Even before the ESL’s brief moment in the limelight there had been signs of change and disruption elsewhere in Europe. The bulk of Italian Serie A top league football has gone over to streaming with DAZN for the three seasons between 2021 and 2024, ousting Sky Italia as the primary broadcaster and paying slightly less per game than the latter agreed to in the last 2018 negotiations.
Then French topflight football has descended into almost existential crisis following expulsion of the Spanish Mediapro group at the end of 2020 as the current rights holder. Mediapro had agreed in 2018 to pay almost $1 billion a year for domestic TV rights to France’s top two divisions, Ligue 1 and Ligue 2, until 2024. The group then established a subscription sports channel Téléfoot to cover the matches and at €25 per month required around 4 million subscribers to pass breakeven point.
It was already falling far short of this mark when the Covid-19 pandemic emerged to turn the screw, and numbers failed to exceed 600,000. Finally in two months late in 2020 Mediapro failed to make its rights payments and the deal collapsed, leaving revenues for the top Ligue 1 only about half what had been expected. Canal Plus, which has been ousted by Mediapro’s more generous but, as it turned out, unsustainable offer, has come back in to pick up the pieces, but will only pay about half as much per game. The first major casualty appears to be Ligue 1 club Girondins Bordeaux, which has just gone into administration.
This gives some idea of how close European football more widely is to implosion, as even big clubs have gone into debt to cover the high transfer fees and player wages needed to stay competitive. A correction is overdue, but meanwhile the drive towards more global streaming rights models hinted at by ESL will continue even after its collapse.
There are also implications for broadcasting technology as football increasingly has to compete with other sports and eSports, as well as other forms of content around gaming and entertainment, for new fans and younger viewers. This trend has been accelerated by the absence of fans at grounds during the pandemic, which has put pressure on all parties to make matches more attractive to watch, beyond simulating crowd noise in the manner of the now largely abandoned canned laughter injected into TV sitcoms.

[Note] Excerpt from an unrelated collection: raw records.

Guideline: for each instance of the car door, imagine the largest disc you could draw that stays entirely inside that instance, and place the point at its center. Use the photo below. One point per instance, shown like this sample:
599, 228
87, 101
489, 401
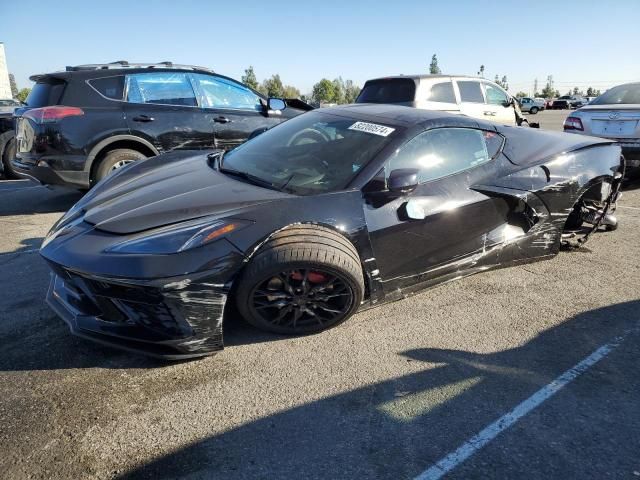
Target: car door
499, 102
443, 223
162, 108
234, 110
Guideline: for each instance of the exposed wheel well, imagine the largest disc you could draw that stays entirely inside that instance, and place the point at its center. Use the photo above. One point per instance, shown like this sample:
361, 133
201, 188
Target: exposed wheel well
130, 144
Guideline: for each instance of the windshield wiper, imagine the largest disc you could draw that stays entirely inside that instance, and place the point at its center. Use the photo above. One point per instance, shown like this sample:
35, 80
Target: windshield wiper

This has given a boost to video technology firms such as Iceland’s OZ Sports, which partnered with visual content studio RVX Productions to apply AR (Artificial Reality) to enliven coverage of empty stadia during matches. This led to development of OZ Arena as part of the wider OZ Connected Stadium platform, aimed at football and allowing spectators to be added dynamically but under control of viewers. Fans can select their avatar, club shirt and appear in their previous seat shouting encouragement via an app. How well such rather whimsical capabilities have caught on is not clear, but it does herald a new era in application of AR and other technologies to enrich the sports viewing experience as leagues, teams and events compete for global eyeballs.